Principal components regression in Python

Step 4: Interpreting Cross-Validation Results and Selecting Components

The plot generated from the cross-validation exercise illustrates the relationship between model complexity (number of principal components on the x-axis) and the prediction error (test MSE on the y-axis). By visualizing this relationship, we can determine the optimal model size, which is generally the point where the MSE curve flattens or begins to increase.

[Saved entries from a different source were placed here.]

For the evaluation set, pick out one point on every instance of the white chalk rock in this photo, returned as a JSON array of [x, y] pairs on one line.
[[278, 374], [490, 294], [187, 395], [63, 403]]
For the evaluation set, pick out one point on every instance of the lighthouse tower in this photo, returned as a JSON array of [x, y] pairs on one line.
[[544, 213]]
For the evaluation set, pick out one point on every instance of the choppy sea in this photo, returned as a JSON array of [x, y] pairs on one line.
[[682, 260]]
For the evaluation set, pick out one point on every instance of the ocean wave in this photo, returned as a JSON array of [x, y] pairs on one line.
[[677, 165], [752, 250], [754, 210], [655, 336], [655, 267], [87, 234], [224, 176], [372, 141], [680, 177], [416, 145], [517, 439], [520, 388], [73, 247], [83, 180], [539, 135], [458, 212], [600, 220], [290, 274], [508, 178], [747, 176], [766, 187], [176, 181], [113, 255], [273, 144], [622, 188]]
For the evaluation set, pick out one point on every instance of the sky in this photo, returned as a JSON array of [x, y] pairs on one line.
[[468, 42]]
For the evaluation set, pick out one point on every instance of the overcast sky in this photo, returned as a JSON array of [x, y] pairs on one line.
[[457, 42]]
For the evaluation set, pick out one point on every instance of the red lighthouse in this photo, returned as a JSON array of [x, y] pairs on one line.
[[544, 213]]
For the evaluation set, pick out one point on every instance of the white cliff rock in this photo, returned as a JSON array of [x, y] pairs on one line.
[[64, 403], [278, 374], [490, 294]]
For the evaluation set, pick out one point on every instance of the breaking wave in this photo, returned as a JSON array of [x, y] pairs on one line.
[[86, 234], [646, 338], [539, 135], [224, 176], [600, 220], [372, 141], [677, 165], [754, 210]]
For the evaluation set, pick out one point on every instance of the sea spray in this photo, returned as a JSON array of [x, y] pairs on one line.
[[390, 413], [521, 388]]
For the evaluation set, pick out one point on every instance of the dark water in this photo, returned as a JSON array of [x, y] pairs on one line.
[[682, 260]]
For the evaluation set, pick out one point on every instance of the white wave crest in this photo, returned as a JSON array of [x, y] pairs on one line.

From the visualization, it is clear that the inclusion of the first two principal components leads to the steepest reduction in test MSE. The minimum MSE is achieved when two components are used. After this point, adding the third, fourth, or fifth components yields diminishing returns; in fact, the MSE begins to slightly increase. This inflection point strongly suggests that incorporating more than two components begins to model noise specific to the training set rather than the underlying signal, leading to overfitting and poorer out-of-sample performance.

Therefore, the most efficient and powerful PCR (Link 4/5) model uses only the first two principal components, achieving significant dimension reduction (from five predictors down to two) while simultaneously minimizing prediction error based on robust cross-validation.

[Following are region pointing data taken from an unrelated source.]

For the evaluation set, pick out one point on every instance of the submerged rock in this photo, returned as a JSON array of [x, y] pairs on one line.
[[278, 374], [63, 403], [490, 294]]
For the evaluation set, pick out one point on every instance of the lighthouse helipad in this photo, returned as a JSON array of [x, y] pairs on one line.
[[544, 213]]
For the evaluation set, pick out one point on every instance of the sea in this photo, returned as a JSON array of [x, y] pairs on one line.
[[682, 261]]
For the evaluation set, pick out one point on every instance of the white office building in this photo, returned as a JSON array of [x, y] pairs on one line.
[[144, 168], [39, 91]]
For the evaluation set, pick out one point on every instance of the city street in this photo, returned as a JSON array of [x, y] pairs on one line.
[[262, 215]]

Step 5: Assessing Cumulative Explained Variance

To complement the MSE analysis, we quantify how much of the original data’s total variance is preserved by the selected components. This is achieved by examining the cumulative explained variance ratio provided by the PCA object. Understanding this ratio helps confirm whether the optimal component selection (M=2) captures sufficient information.

The cumulative sum of the explained variance ratios shows the percentage of the original dataset’s variance accounted for as each principal component is sequentially included:

np.cumsum(np.round(pca.explained_variance_ratio_, decimals=4)*100)

array([69.83, 89.35, 95.88, 98.95, 99.99])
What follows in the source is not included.